SOURCE / MARKETS
Copper nears three-year top on rosier China economy
Published: Oct 16, 2017 06:08 PM
London copper prices rose to near three-year highs on Monday, underpinned by improving manufacturing profits in China that pointed to a robust economy in the world's top user of metals.

China's producer price inflation unexpectedly accelerated to a six-month high in September as a construction boom shows no signs of abating and as a government crackdown on air pollution triggers fears of winter shortages and frenzied jumps in commodity prices.

The inflation reading followed data showing China's copper imports surged in September, fueling optimism about demand, said analyst Helen Lau of broker Argonaut Securities in Hong Kong.

China's copper imports surged by 26.5 percent in September from a year ago, customs data showed.

China's economy is expected to grow 7 percent in the second half of this year, said Zhou Xiaochuan, governor of the People's Bank of China, the country's central bank.
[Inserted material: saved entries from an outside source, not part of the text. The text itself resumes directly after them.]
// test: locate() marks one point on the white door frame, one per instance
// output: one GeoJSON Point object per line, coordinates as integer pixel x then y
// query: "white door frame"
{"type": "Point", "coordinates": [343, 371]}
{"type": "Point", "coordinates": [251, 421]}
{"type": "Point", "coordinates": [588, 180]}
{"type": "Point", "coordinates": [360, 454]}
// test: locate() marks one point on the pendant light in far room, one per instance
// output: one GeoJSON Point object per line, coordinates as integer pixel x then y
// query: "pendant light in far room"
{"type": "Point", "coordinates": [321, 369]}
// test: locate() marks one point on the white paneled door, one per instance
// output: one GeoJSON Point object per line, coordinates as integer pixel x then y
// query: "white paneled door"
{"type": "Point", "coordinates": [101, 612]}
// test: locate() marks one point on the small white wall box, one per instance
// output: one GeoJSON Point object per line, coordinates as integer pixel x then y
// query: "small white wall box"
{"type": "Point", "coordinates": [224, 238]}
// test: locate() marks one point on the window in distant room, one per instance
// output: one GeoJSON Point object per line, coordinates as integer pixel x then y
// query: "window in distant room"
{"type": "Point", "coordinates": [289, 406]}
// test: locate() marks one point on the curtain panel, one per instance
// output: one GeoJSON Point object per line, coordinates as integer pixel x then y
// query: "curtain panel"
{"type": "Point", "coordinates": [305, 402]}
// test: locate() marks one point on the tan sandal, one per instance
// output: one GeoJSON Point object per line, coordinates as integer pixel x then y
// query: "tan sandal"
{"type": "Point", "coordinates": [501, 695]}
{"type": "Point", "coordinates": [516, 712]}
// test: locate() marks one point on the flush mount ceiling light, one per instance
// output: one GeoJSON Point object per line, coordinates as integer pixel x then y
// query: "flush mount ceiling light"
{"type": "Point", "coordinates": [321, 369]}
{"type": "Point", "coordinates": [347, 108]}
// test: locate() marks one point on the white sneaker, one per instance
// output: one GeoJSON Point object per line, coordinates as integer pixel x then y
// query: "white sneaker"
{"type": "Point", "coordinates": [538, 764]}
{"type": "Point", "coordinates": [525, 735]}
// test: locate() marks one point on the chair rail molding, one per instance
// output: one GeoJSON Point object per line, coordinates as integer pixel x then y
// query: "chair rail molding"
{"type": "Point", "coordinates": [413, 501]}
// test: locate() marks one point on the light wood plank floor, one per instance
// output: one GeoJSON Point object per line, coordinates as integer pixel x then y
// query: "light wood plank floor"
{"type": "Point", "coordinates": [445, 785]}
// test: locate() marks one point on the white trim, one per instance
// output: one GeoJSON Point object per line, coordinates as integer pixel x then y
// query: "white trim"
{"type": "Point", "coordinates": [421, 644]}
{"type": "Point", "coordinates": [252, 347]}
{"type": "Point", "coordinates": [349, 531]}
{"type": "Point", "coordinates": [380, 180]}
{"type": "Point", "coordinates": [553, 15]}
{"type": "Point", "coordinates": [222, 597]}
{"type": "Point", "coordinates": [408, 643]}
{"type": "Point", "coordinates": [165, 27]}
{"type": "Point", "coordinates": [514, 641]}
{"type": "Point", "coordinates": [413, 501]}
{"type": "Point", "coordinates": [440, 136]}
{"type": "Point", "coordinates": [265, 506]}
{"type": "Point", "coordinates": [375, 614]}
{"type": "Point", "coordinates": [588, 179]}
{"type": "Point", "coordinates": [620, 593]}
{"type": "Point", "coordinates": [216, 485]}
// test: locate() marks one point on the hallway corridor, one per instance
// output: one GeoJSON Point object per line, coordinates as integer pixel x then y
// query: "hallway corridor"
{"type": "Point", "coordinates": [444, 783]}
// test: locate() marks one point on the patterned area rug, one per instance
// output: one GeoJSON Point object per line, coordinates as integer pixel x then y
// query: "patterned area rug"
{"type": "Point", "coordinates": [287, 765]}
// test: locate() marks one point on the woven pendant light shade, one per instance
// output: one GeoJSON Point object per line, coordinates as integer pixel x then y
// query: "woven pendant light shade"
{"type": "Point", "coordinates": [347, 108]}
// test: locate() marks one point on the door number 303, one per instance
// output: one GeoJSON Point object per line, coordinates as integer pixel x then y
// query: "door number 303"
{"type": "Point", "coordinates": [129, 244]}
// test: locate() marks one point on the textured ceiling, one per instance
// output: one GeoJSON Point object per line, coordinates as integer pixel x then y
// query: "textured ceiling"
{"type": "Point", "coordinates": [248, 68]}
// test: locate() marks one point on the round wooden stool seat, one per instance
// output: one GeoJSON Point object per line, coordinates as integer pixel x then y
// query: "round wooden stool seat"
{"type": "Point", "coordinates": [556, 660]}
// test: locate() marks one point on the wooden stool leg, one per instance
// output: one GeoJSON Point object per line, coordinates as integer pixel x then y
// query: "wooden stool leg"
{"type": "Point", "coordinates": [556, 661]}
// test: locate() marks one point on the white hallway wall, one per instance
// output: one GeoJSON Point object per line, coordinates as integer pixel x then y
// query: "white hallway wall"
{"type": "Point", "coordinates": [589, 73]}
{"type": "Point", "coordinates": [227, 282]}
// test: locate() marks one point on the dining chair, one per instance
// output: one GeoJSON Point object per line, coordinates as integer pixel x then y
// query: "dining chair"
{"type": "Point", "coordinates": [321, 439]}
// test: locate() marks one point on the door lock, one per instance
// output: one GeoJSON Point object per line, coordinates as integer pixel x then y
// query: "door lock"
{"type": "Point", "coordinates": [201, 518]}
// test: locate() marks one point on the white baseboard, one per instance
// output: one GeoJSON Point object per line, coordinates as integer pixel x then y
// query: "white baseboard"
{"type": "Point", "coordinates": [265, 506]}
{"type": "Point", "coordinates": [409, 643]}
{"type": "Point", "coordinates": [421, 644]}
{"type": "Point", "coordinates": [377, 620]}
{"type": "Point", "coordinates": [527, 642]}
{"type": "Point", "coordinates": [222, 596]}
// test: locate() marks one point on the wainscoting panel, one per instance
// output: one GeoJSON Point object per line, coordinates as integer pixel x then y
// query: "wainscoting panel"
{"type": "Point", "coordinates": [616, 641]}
"Based on these quite solid fundamentals, people will react very positively to any newsflow on copper," said Lau.

London Metal Exchange copper rallied by 0.8 percent to $6,941 after closing little changed in the previous session. Prices earlier struck their loftiest in a month at $6,955.50, closing in on a three-year top of $6,970 a ton hit on September 5.

Shanghai Futures Exchange copper struck at 55,290 yuan ($8,402), posting a four and a half year high, before moderating back to 55,060 yuan a ton.

Hedge funds and money managers raised their net long positions in copper futures and options for the first time in five weeks in the week leading up to October 10, US Commodity Futures Trading Commission data showed on Friday.